I get nervous writing something with such finality and while those were his words, what if he’s wrong? There are others in the medical community of genetics who aren’t so willing to provide guarantees. In medicine and in life, there aren’t guarantees and we understand that. But the freeing feelings Rob and I felt as we sat in that patient room were unmistakable.

What now?

Well, we’re going to start systematically weaning Reagan off her neurological medications, there are four of them and this could take a few years to accomplish. Two things could happen, 1. her movements might increase and 2. she might have a seizure.

If her movements increase, we’ll see by how much or if she’s able to work through them. The benefit of removing some of these medications is her clarity can increase, her behavior and mood could improve, maybe her talking too. The risk and reward have shifted. Before she couldn’t control her arms from flailing, and now she’s trying to run and do ballet twirls and pliés all over the house.

And we’ll pray she doesn’t have any seizures. But we’re putting the rain boots away and our house isn’t going to be boarded up anymore. GA-1 is here to stay, and we have a healthy respect for it, but we’re ready to de-emphasize it in our lives and try to live a more normal life.

Healing.

You know what’s crazy about open cuts and wounds? They heal.

We often say time heals all wounds but I tend to disagree with that statement. As a person who has had lots of wounds, other than just this massive physical wound that’s healed on top of my head, I think a more accurate statement is that over time, we learn to live with the scars from the wounds we’ve endured.

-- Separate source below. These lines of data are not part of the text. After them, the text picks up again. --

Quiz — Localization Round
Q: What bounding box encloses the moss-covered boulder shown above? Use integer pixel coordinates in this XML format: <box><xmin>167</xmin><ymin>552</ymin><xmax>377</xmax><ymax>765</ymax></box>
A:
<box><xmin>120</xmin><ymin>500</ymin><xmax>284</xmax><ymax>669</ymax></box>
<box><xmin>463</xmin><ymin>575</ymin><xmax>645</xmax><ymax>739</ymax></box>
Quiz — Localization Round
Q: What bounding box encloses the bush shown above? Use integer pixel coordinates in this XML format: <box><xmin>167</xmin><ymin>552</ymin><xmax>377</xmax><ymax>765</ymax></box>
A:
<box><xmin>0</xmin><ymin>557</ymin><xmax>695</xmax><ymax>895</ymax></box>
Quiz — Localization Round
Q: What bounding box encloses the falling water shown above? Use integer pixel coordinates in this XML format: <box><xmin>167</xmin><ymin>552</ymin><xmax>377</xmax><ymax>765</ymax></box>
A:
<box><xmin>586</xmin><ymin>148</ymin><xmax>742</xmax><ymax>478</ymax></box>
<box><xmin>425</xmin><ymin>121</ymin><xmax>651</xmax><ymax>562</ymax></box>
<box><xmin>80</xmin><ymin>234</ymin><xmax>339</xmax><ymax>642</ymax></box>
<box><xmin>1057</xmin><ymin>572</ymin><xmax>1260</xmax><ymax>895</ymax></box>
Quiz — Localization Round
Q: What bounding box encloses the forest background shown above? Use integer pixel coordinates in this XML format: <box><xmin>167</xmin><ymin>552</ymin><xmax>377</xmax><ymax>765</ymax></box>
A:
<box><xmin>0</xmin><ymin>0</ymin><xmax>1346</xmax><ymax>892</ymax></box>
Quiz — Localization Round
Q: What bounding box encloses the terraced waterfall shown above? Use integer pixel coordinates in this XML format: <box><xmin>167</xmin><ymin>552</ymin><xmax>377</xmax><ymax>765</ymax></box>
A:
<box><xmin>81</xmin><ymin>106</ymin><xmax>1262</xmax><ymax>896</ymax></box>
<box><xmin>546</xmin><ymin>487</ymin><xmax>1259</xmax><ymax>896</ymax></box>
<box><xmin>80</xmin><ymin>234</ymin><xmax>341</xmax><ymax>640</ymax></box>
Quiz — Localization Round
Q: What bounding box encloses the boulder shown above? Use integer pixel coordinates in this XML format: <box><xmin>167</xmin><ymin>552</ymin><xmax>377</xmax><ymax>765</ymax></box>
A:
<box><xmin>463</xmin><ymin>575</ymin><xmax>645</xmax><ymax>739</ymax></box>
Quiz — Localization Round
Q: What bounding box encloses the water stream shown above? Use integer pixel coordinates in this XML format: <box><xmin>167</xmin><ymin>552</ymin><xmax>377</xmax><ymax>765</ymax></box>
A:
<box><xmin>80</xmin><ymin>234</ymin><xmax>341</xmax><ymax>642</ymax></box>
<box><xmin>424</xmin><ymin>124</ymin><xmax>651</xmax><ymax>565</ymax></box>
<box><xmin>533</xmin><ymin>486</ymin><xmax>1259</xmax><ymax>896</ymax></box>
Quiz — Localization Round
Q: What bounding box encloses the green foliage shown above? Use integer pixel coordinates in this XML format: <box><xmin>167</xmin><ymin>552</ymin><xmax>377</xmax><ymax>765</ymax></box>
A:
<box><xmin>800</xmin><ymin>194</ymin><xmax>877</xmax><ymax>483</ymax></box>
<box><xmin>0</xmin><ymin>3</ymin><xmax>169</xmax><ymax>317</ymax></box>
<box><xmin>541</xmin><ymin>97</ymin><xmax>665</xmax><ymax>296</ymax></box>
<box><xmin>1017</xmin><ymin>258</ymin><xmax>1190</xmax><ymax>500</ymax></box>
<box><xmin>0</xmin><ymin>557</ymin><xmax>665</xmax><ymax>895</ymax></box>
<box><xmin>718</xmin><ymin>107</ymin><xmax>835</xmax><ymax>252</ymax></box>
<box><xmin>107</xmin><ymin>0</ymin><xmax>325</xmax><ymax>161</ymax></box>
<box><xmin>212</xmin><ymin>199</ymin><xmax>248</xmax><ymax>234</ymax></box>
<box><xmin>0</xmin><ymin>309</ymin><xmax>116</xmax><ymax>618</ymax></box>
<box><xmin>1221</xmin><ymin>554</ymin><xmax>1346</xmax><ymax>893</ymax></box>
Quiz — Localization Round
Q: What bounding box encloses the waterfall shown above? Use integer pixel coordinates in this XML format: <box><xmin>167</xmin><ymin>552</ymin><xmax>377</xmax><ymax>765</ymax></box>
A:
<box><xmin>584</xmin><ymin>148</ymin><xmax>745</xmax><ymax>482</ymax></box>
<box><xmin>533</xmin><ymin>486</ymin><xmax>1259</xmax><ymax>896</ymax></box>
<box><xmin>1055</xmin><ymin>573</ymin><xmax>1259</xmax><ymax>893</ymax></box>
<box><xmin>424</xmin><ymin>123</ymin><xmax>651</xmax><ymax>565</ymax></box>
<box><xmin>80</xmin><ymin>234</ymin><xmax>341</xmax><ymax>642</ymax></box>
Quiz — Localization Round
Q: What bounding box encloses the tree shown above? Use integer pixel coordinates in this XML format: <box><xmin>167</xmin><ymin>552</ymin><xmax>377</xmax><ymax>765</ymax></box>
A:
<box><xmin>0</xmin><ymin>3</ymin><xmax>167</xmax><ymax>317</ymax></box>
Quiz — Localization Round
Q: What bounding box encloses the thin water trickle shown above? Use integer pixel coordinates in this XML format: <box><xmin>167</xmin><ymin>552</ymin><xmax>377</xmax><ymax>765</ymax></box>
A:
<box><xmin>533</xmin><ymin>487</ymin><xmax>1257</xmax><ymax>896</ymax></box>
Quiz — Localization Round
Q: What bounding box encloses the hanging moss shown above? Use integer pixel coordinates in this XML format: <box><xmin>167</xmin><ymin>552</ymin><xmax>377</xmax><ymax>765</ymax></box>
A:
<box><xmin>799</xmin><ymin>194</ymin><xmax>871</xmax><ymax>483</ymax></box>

One year ago today I had brain surgery. Looking at me, you wouldn’t know that I have a scar from the top of my head to just below my ear. You wouldn’t know that I have titanium plates under my skin, or that I don’t have 100% feeling in my scalp, and that much to my chagrin, I think my head feels like the Grand Canyon. Rob plays with my hair every night and he says, “you really can’t tell,” but I think he’s just being a good husband.

That’s the thing with invisible hurts and wounds, if others can’t see them, it’s like they don’t exist. I’ve always said my brain surgery was a side dish to the main course of our daughter Reagan and her struggles. Her struggles are visible, so there’s an understanding amongst other people when we’re out. But there are lots of invisible struggles and everyone has them.

If you’re going through something mountainous, or Grand Canyon like, every step might look like one where a wound will be inflicted. The inevitable thing in this life though, is that wounds are around every corner, from a friend, a spouse, a family member, a Dr. report or the sidewalk outside.

Please be encouraged though, when your wounds begin to heal, you will figure out a way to live with the scars and not just live, you will be joy-filled again. If there is one thing I’ve learned in the past five years it is that God is serious about seasons. He’s always teaching you no matter what the season, but the times I was closest to him and the times I learned the most, was in those really rough seasons. There was something being refined inside of me, so that in the next season something new could shine.

I’m grateful to be one year post op and out of brain surgery season, but there were valuable things I learned while there. Because of that tough season, I will walk more confidently in the days ahead, and you will too.